Cette réponse des forces de sécurité  était disproportionnée. C’est dommage, surtout que cette élection se déroulait déjà dans un fort climat de tension et de défiance sur la capacité de l’armée à rester en marge du processus électoral.

Emmerson Mnangagwa avait promis des élections « crédibles », mais aujourd’hui, l’opposition continue de contester les résultats. Comment le Zimbabwe peut-il sortir de cette impasse? 

L’opposition a toujours la possibilité de déposé un recours en justice. Ils ont sept jours à partir de la déclaration des résultats. L’enjeu, pour les prochains jours, désormais réside dans les détails. Même si il y a eu une forte mobilisation le jour du vote, les gens ont une confiance limitée dans la commission électorale zimbabwéenne (ZEC).

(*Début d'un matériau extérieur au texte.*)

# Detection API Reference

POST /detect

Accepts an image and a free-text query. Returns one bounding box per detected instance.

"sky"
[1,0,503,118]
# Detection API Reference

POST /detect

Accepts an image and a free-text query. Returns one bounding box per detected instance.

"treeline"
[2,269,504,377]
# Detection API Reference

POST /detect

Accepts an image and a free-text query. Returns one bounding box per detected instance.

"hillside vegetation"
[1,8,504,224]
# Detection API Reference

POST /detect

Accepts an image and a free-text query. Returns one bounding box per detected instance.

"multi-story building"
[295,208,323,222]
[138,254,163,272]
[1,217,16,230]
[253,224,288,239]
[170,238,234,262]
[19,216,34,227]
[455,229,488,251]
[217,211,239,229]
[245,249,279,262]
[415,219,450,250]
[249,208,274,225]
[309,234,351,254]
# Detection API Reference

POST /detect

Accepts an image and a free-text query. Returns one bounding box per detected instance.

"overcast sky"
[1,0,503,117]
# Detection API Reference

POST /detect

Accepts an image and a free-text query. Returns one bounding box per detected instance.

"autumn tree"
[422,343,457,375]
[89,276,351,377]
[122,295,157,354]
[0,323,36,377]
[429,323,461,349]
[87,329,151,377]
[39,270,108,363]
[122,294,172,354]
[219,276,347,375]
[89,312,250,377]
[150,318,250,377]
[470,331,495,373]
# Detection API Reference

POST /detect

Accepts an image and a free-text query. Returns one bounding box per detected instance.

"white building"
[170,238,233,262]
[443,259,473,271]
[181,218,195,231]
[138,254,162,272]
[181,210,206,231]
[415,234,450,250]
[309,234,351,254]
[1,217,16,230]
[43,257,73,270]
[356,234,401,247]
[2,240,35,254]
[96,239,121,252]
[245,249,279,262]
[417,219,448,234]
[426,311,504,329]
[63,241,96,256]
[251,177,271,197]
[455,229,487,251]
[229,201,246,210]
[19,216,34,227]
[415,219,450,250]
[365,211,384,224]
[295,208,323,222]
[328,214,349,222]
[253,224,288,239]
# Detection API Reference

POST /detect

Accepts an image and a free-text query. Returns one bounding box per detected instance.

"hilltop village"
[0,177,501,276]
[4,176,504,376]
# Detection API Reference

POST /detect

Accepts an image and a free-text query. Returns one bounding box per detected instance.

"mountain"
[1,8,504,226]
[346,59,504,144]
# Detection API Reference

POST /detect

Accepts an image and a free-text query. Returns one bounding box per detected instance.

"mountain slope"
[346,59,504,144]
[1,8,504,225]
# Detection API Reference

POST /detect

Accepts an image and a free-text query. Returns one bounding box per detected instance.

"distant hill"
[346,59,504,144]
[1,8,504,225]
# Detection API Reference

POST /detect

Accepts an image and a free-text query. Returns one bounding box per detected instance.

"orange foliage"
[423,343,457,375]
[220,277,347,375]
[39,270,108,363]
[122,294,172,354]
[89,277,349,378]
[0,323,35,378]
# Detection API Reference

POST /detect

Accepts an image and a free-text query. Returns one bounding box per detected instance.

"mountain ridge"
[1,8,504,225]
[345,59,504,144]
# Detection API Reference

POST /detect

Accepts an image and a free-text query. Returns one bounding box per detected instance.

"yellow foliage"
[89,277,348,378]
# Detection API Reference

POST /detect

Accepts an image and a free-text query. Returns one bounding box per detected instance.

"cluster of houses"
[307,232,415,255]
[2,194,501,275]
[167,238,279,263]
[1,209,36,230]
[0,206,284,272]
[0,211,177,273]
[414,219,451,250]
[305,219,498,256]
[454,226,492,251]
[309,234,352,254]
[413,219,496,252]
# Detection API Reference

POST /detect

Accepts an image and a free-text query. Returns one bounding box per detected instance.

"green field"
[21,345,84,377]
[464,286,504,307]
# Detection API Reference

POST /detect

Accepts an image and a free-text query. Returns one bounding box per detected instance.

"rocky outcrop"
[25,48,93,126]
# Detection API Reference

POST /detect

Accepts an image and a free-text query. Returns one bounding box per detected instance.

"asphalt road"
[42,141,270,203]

Pour l’opposition celle-ci est acquise au pouvoir. Le problème est que la ZEC n’avait, dès le début, pas réussi à bâtir de bonnes relations avec les partis d’opposition. Pour apaiser la situation, il faut désormais qu’elle donne plus de précisions sur le processus de décompte des bulletins. Ce n’est pas tout de dire tel candidat a eu tant de votes. Maintenant, il faut plus de transparence pour que les gens comprennent comment on est arrivé à ces résultats.